Japan has suspended its hunting of whales and is near to formally pulling out only halfway through the current season in Antartica. The economics of the whaling industry is declining in Japan, with key figures in the Fisheries Agency disgraced for allowing a black market in the meat. The shift has raised hopes that Japan may be moving to end the 23-year-old program, which has ended the lives of around 10,000 Antarctic whales.
The International Fund for Animal Welfare said government sources in Japan had decided to cut short the season, and the fleet would head back to port.
”Under pressure from all fronts, the Japanese whaling fleet is apparently withdrawing early this season from the internationally recognised sanctuary around Antarctica,” said the fund’s global whales campaign director, Patrick Ramage.
”We hope this is a first sign of Japanese government decision-makers recognising there is no future for whaling in the 21st century and that responsible whale-watching, the only genuinely sustainable use of whales, is now the best way forward for a great nation like Japan.”
An official at the Fisheries Agency of Japan, Tatsuya Nakaoku, said in Tokyo yesterday that, putting safety first, the fleet had halted scientific whaling for now.
When asked if Japan was considering bringing back the fleet earlier than planned, Mr Nakaoku said this remained an option and added that Japan’s whaling plans were not going smoothly.
Greenpeace Japan’s director, Junichi Sato, added: ”When the government says it is ‘considering’ something, they have already decided.”
After being pursued by Sea Shepherd, the whalers have had their kills stopped at a time when finances are tight in Tokyo and international diplomatic pressure is rising.
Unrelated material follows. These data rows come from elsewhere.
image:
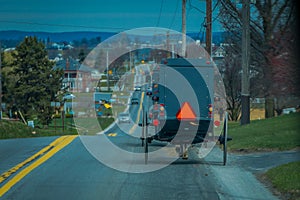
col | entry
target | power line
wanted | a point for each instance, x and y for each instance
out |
(161, 5)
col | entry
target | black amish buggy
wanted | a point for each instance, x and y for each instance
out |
(182, 106)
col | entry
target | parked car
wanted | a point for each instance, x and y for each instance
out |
(124, 117)
(134, 101)
(137, 88)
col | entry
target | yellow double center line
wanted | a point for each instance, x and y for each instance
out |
(44, 155)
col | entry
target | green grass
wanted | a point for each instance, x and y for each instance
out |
(285, 179)
(278, 133)
(17, 129)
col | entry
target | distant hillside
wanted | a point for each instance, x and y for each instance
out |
(11, 38)
(54, 37)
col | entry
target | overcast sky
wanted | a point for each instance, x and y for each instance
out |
(100, 15)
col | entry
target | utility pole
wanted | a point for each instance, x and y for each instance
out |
(208, 26)
(245, 118)
(107, 70)
(184, 28)
(0, 82)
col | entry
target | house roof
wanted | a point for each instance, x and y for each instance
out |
(71, 65)
(102, 96)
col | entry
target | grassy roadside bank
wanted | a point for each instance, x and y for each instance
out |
(280, 133)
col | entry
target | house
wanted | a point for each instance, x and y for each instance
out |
(77, 77)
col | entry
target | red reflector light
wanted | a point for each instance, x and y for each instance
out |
(210, 110)
(186, 112)
(155, 122)
(217, 123)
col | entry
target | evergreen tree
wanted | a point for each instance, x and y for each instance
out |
(38, 84)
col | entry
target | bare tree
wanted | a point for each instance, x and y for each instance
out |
(272, 21)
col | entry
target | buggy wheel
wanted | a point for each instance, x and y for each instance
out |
(225, 140)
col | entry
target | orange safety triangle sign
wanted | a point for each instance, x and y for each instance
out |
(186, 112)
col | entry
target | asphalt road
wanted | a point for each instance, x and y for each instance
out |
(73, 173)
(68, 170)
An unconvinced Sea Shepherd leader Paul Watson said he would not relax pressure on the factory ship, Nisshin Maru, which was around 2000 nautical miles from its whaling grounds, and still steaming away.
Nisshin Maru, closely pursued by the Sea Shepherd ship Bob Barker, was at last report running east near the Antarctic Peninsula, and approaching Drake Passage below South America. Captain Watson said he was still concerned Nisshin Maru might try to circumnavigate Antarctica and return to its whaling zone, far south-west of Western Australia. This year, a smaller whaling fleet came under sustained Sea Shepherd pressure, sharply reducing its capacity to catch a quota of up to 935 minke and 50 fin whales.
Meanwhile, the Chilean government said it planned to use naval assets to closely monitor the approaching factory ship. Chile has permanently banned whaling in its waters and forbids the transport of cetacean parts through them, but Nisshin Maru should be able to navigate Drake Passage without entering the Chilean zone.